ComposerOfAvantGarde is BETTER than Stockhausen.


----------



## An Die Freude (Apr 23, 2011)

Lisztian said:


> ComposerOfAvantGarde is BETTER than Stockhausen.


Quite clearly a fact...


----------



## ComposerOfAvantGarde (Dec 2, 2011)

Lisztian said:


> ComposerOfAvantGarde is BETTER than Stockhausen.


True. But not as good as *Ligeti!*


----------



## GoneBaroque (Jun 16, 2011)

Verdi's King Lear is BETTER than Reimann's Lear


----------



## Sid James (Feb 7, 2009)

Couchie said:


> Wagner's Tristan und Isolde is BETTER than Shakespeare's Romeo and Juliet.





ComposerOfAvantGarde said:


> I thought you weren't allowed to post actual facts.....


:scold: Couchie will always break the rules, it's expected! :lol:


----------



## Sid James (Feb 7, 2009)

Ok a twist with the word "MORE" used nonsensically -

There is MORE jangled noise in _The Beautiful Blue Danube Waltz _than in_ The Rite of Spring._

There are MORE tone clusters in Mozart's _Piano Concerto #21 K.467_ than in Bartok's _Piano Concerto #2_.
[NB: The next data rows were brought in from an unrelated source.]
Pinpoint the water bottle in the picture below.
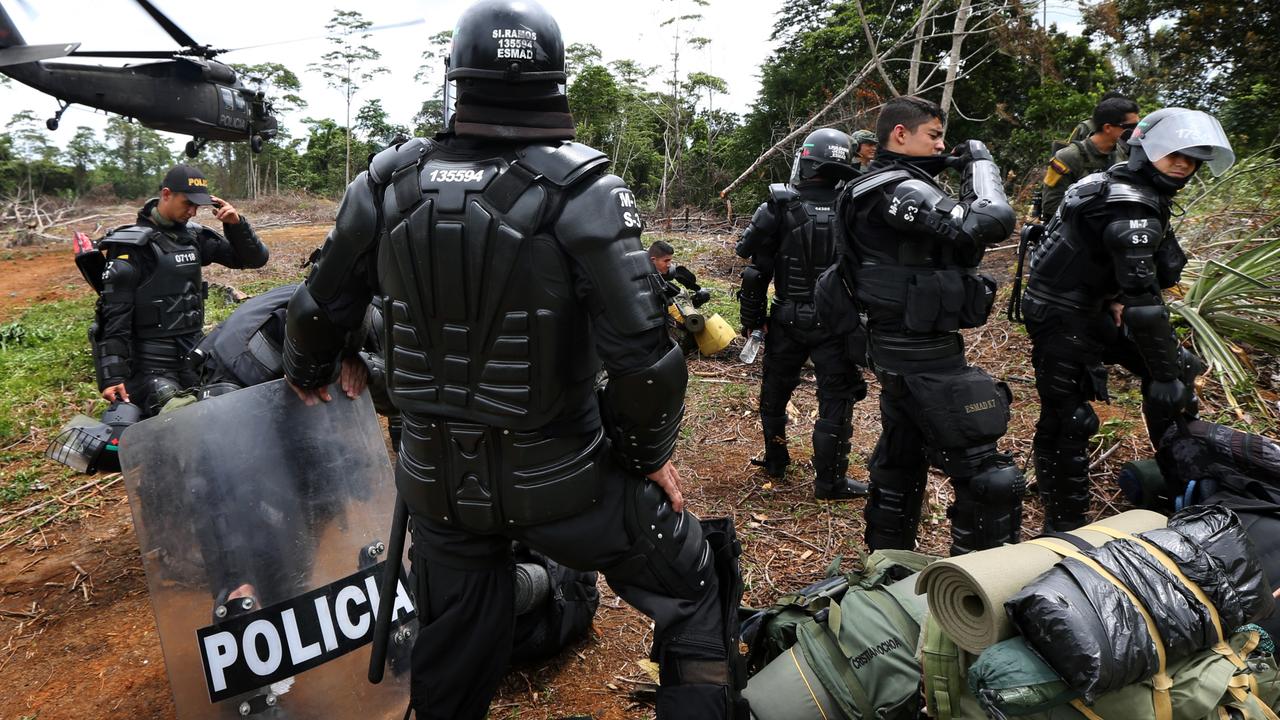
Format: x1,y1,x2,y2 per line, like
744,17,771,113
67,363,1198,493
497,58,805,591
739,329,765,364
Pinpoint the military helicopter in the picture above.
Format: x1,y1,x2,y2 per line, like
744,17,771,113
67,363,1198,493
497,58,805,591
0,0,415,158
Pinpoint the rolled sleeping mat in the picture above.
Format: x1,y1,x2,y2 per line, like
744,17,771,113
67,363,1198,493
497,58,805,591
915,510,1167,654
744,644,845,720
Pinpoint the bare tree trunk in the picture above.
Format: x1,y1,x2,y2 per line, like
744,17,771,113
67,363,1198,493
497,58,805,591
939,0,974,130
852,0,899,96
907,0,942,94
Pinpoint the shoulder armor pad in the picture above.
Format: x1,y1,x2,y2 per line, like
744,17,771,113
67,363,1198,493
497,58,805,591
845,168,912,201
1106,181,1162,211
99,224,156,247
189,222,225,242
368,137,430,185
518,141,609,188
768,183,798,205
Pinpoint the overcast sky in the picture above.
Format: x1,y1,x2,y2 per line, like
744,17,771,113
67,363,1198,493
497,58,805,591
1,0,1083,154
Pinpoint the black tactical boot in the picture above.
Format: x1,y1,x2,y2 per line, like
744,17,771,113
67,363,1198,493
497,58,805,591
751,414,790,479
812,419,869,500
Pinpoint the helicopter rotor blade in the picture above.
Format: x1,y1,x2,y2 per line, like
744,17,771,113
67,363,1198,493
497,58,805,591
133,0,200,50
69,49,183,59
0,42,80,67
219,17,426,54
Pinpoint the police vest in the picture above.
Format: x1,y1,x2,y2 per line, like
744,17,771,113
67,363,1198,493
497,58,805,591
101,225,206,339
373,139,609,430
845,168,995,334
772,184,840,304
1027,170,1177,310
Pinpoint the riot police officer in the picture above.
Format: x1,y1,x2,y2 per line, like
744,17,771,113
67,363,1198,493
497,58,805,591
93,165,269,416
282,2,747,718
737,127,869,500
829,96,1021,555
1021,108,1234,531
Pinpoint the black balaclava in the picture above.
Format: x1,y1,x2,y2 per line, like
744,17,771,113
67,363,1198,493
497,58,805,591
453,80,575,141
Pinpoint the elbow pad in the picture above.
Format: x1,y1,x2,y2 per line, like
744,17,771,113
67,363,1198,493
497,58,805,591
1103,216,1163,295
1122,301,1181,381
960,159,1015,245
884,179,963,241
283,284,347,389
738,264,770,330
602,342,688,474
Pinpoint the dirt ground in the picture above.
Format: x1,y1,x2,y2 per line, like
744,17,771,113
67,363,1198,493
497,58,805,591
0,206,1273,720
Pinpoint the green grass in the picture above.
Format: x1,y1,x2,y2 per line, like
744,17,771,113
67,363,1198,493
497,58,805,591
0,296,100,445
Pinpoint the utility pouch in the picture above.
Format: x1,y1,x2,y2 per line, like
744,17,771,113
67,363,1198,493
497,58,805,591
774,299,818,331
814,264,862,336
904,272,965,333
959,274,997,329
904,366,1012,449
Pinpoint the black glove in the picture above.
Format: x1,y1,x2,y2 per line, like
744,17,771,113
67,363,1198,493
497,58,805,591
950,139,994,166
1146,378,1191,413
691,288,711,308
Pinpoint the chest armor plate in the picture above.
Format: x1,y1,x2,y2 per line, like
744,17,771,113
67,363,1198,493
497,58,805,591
133,233,205,339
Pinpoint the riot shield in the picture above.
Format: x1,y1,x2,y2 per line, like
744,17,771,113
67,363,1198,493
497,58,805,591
120,379,415,719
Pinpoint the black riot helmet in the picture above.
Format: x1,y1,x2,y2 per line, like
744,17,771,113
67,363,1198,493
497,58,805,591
443,0,572,137
790,128,858,184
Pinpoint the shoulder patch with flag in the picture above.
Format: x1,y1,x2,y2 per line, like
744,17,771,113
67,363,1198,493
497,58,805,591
1043,157,1071,187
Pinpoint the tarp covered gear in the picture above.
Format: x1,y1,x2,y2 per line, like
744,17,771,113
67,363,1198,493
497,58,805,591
927,622,1280,720
916,510,1168,653
119,380,414,718
1007,505,1271,702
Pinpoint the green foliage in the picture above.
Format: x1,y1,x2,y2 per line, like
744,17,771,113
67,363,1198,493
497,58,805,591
311,9,388,186
101,117,177,199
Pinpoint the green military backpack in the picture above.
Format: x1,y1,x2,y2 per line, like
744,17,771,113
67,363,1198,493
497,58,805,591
742,549,939,720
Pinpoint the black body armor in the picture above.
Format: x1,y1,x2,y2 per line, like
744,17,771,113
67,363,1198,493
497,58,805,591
100,226,206,339
1026,169,1181,311
286,137,682,534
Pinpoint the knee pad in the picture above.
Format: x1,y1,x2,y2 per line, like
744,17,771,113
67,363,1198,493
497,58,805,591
660,517,748,706
144,375,185,416
610,479,714,601
967,460,1026,507
1059,402,1099,444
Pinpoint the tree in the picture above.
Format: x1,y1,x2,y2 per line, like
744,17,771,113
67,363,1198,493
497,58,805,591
412,30,453,138
101,117,176,199
1083,0,1280,151
65,126,105,195
231,62,308,116
356,99,408,155
311,9,387,186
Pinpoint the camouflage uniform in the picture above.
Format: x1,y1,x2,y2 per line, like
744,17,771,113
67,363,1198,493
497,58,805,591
1040,135,1126,220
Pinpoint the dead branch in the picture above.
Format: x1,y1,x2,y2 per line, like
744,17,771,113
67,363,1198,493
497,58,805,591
0,474,121,527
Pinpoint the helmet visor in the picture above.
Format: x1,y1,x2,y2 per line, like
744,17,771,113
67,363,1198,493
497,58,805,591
1133,110,1235,175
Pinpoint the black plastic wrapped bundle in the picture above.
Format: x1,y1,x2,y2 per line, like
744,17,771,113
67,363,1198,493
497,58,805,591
1005,505,1269,701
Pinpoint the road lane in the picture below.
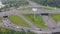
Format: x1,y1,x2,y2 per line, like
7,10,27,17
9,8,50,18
41,15,56,28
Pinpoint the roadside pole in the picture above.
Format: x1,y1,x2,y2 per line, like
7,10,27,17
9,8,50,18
32,8,37,20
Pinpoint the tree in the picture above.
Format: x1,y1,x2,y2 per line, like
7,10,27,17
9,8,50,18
0,28,3,34
31,0,60,8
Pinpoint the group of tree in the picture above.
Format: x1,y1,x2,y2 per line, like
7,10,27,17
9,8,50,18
31,0,60,8
0,27,36,34
1,0,28,6
0,0,29,12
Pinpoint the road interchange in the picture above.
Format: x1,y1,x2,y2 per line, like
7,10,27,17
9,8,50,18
0,0,60,34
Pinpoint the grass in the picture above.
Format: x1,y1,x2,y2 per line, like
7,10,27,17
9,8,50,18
8,15,30,27
19,7,32,11
22,14,48,28
0,17,3,22
42,7,54,10
0,27,7,32
51,14,60,23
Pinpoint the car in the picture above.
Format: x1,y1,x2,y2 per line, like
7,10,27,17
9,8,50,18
52,32,60,34
3,16,8,18
40,13,49,16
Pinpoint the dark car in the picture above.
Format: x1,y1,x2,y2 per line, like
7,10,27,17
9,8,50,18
52,32,60,34
3,16,8,18
40,13,49,16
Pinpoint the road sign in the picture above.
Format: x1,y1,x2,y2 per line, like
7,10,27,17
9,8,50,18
32,8,37,12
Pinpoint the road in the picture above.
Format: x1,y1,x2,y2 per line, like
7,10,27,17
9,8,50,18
3,17,32,31
27,0,46,7
41,15,56,28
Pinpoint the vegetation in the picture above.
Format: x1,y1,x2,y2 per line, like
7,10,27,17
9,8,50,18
0,17,3,22
1,0,28,7
42,7,54,10
19,7,32,11
22,14,48,28
0,27,35,34
0,0,29,12
31,0,60,8
51,14,60,23
9,15,30,27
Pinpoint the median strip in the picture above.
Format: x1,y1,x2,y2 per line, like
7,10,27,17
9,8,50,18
8,15,30,28
22,14,48,28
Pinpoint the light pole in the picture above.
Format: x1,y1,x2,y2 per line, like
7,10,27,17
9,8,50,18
32,8,37,20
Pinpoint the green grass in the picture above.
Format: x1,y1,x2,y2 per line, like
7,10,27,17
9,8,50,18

There are MORE big tunes in Xenakis' _Metastasis_ than in Beethoven's _Symphony #9 "CHoral."_

There are MORE deaths in _The Merry Widow _than in _Tosca_...


----------



## Philip (Mar 22, 2011)

Bach is BETTER


----------



## ComposerOfAvantGarde (Dec 2, 2011)

Sid James said:


> Ok a twist with the word "MORE" used nonsensically -
> 
> There is MORE jangled noise in _The Beautiful Blue Danube Waltz _than in_ The Rite of Spring._


Eh? Caught a fact there!


----------



## AlexD (Nov 6, 2011)

There are more harmonies in Women's tennis than in Mahler's 8th.


----------



## superhorn (Mar 23, 2010)

Anybody wrote better music than Gounod. Joseph Stalin wrote better operas than Shostakovich.
Wagner designed better buildings than Frank Lloyd Wright. Dennis Brain was a better pianist than Horowitz.


----------



## Sid James (Feb 7, 2009)

Well, this thread - http://www.talkclassical.com/18320-better-worse-equal.html - reminded me to put some really ridiculous comparisons on this nonsense thread I set up. Since Wagner seems to be what the Brits call "the dog's ********" (well, to Wagnerites anyway, not the rest of us), here's a set of totally false dichotomies speaking to that:

Ravi Shankar can play BETTER ragas than Wagner

Tan Dun can compose BETTER music for Chinese instruments than Wagner

Habib Koite can sing BETTER Malian songs than Wagner

Sister Marie Keyrouz can sing BETTER Melchite chants than Wagner


----------



## PetrB (Feb 28, 2012)

Stravinsky composed better neoclassical music than Mozart.


----------